Lord Kamlesh Patel becomes first British-Asian appointee to ECB
Professor Lord Kamlesh Patel of Bradford, an OBE and a leading voice on health, social care and community cohesion in the UK, has become the first British Asian to join the England and Wales Cricket Board.
London: Professor Lord Kamlesh Patel of Bradford, an OBE and a leading voice on health, social care and community cohesion in the UK, has become the first British Asian to join the England and Wales Cricket Board.
Lord Patel, who currently sits in the House of Lords as a Labour Peer, formerly worked for the Yorkshire Cricket Academy as a part-time coach.
Last year, he served on the judging panel of the inaugural Asian Cricket Awards supported by ECB. Lord Patel is a former ambulance-man, special constable and social worker.
He succeeds Lord Morris of Handsworth, who is stepping down after 11 years as an ECB Director.
Commenting on his appointment, ECB Chairman Colin Graves said: "Lord Patel's instinctive grasp of the role cricket plays in uniting communities and crossing social barriers will be all important as we continue to change how we work as an organisation.
Lord Patel said: "Cricket has been a life-long passion of mine and this is a great honour for me. I am a huge advocate of what the sport can bring to the wider community ? from instilling life-skills like self-discipline and leadership to improving fitness and tackling wider issues like obesity.
Currently a Professor at the University of East London and Chair of the Bradford Teaching Hospitals NHS Foundations Trust, Lord Patel is a former Chairman of the Mental Health Act Commission.
He served as a government minister in the House of Lords from 2008-2009 and on the shadow front-bench in the upper house from 2010-2012.

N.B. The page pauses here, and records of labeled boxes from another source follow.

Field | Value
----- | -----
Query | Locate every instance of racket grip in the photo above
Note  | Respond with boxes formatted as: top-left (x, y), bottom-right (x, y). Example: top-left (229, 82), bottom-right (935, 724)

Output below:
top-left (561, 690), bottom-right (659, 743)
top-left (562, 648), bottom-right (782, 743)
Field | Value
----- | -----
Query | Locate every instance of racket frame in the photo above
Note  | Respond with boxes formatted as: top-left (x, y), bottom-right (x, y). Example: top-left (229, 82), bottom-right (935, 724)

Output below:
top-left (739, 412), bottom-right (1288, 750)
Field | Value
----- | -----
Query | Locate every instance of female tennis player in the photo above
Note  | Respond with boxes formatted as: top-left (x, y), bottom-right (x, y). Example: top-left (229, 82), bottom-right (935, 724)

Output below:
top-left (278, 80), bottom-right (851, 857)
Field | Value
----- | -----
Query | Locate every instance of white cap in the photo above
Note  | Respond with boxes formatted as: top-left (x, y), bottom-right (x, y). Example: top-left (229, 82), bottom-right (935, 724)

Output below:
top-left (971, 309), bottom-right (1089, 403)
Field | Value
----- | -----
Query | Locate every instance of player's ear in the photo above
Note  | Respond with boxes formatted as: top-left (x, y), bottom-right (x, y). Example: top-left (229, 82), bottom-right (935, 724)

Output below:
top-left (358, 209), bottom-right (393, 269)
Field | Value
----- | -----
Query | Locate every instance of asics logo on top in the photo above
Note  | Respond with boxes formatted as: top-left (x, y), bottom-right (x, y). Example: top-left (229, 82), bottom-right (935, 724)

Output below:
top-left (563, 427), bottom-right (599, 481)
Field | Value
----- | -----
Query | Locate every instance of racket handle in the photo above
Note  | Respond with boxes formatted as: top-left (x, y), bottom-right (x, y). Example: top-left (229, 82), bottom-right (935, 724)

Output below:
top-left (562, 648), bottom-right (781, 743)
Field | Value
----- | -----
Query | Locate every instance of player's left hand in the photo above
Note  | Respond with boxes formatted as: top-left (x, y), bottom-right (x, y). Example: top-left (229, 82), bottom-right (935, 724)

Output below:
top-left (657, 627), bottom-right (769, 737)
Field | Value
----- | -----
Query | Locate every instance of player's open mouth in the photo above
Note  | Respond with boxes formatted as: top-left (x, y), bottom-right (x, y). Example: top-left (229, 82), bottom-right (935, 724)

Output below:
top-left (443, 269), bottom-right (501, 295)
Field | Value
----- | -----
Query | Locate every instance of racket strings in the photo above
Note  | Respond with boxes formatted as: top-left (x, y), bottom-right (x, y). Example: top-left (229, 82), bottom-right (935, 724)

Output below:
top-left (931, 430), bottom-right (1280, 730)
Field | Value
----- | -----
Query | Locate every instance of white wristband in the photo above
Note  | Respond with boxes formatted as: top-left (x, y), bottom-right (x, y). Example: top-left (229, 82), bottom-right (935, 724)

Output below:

Born to Indian parents in Nairobi, Lord Patel moved to West Yorkshire at the age of one, and first played the game in the back-streets of Bradford. He subsequently joined a number of local club sides where he played alongside famous cricketing names in the Bradford League like Phil Sharpe and Geoff Cope.
An all-rounder, he retired in 1998 after taking all 10 wickets in a league game.